Masked Sinkhorn Matching

Question

Masked Sinkhorn Matching

Jingyu6 opened this issue a year ago · comments

Thanks for the nice work! I'm currently trying to adapt DROT to my project under the following setting: my rendered image has an rgb map + point map + the mask from the NVDiffrastRenderer and my reference image also comes with a rgb map and an additional mask. Now I'm not sure how we should do the SinkHorn matching with masked objects. Here's my current plan:

For the rgb maps for both rendered and gt images, we just set unmasked background to all 0. For xy map, we do the same as what you did (set background to the normal default values and copy everything to the reference image). Then we just run the sinkhorn divergence loss on the whole rgbxy map.

Is this how it should be implemented? Also if we only care about a subset of pixels (masked), can we run sinkhorn with only these two subsets to save for computation (i.e. loss = sinkhorn(rendered_point_5d[mask == True], target_point_5d[mask == True]))?

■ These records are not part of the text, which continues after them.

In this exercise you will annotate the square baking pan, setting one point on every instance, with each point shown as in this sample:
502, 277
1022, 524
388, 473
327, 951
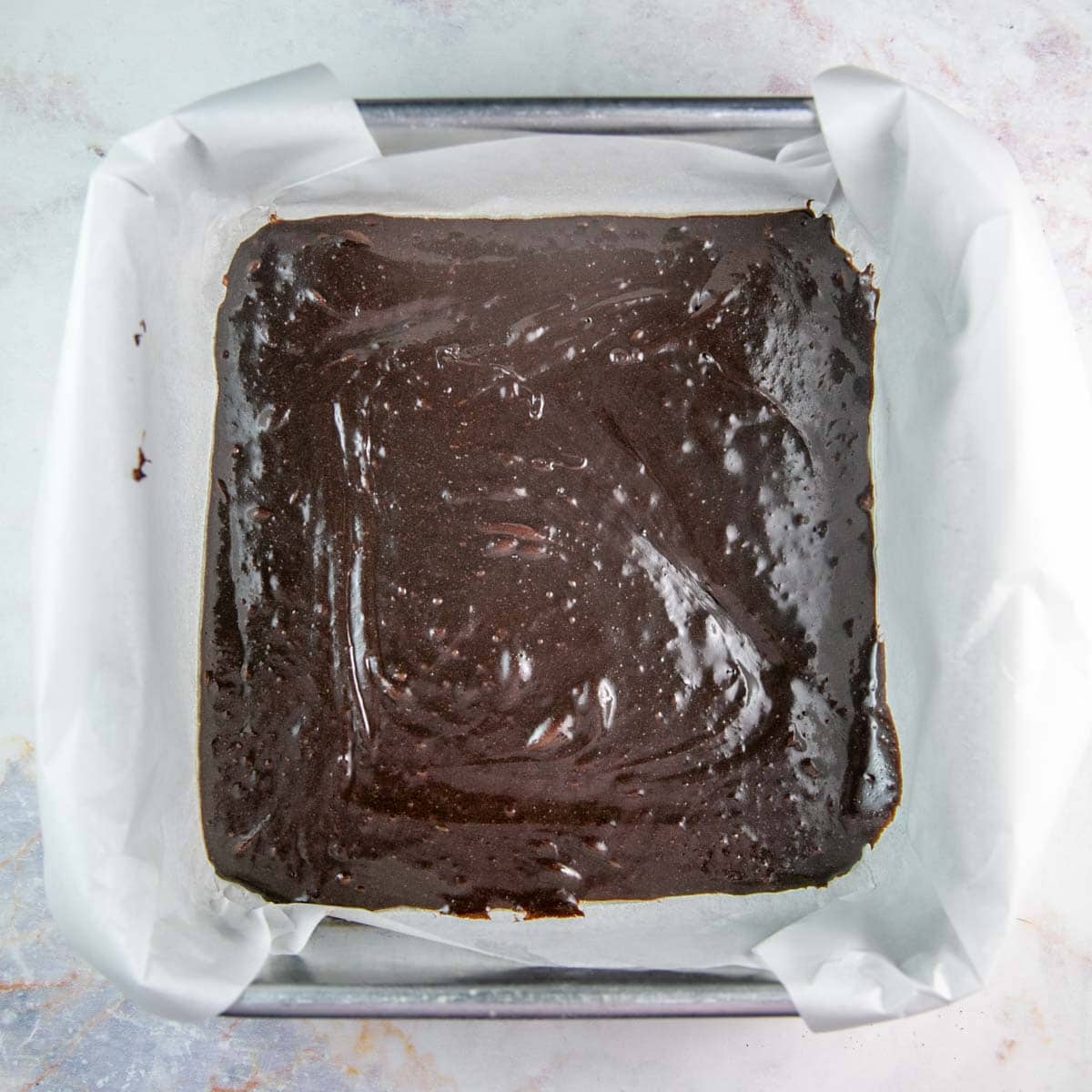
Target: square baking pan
349, 970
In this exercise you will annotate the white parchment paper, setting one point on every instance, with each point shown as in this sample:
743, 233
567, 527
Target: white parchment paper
978, 447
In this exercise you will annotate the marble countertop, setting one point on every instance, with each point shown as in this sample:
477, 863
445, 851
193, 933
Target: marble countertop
74, 76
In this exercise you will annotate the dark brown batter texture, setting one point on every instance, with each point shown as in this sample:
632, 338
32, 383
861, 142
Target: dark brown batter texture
541, 562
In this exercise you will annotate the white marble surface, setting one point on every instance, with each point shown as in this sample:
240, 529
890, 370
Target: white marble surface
75, 76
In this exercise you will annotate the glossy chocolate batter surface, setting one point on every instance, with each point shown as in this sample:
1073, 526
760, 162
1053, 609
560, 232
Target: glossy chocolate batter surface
541, 562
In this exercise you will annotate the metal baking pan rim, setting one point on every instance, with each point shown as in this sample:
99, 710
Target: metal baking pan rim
552, 993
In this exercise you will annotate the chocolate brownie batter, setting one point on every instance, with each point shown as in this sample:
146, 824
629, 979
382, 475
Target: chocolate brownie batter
541, 562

Also another question is, when we do SinkHorn matching, the target we ended up having is (render_point_5d -g.reshape(-1,h,w,5)).detach(), which we then used for the final loss as mse(match_point_5d, render_point_5d). This essentially just makes the gradient of sinkhorn g equal to 0. Is this equivalent to minimizing the sinkhorn divergence? And if so why do we do this extra step of computing the g instead of directly minimizing the sinkhorn loss? Is it there for the periodic update to matching for efficiency? How should we interpret this?

Thanks a lot for the help.

Best,
Jingyu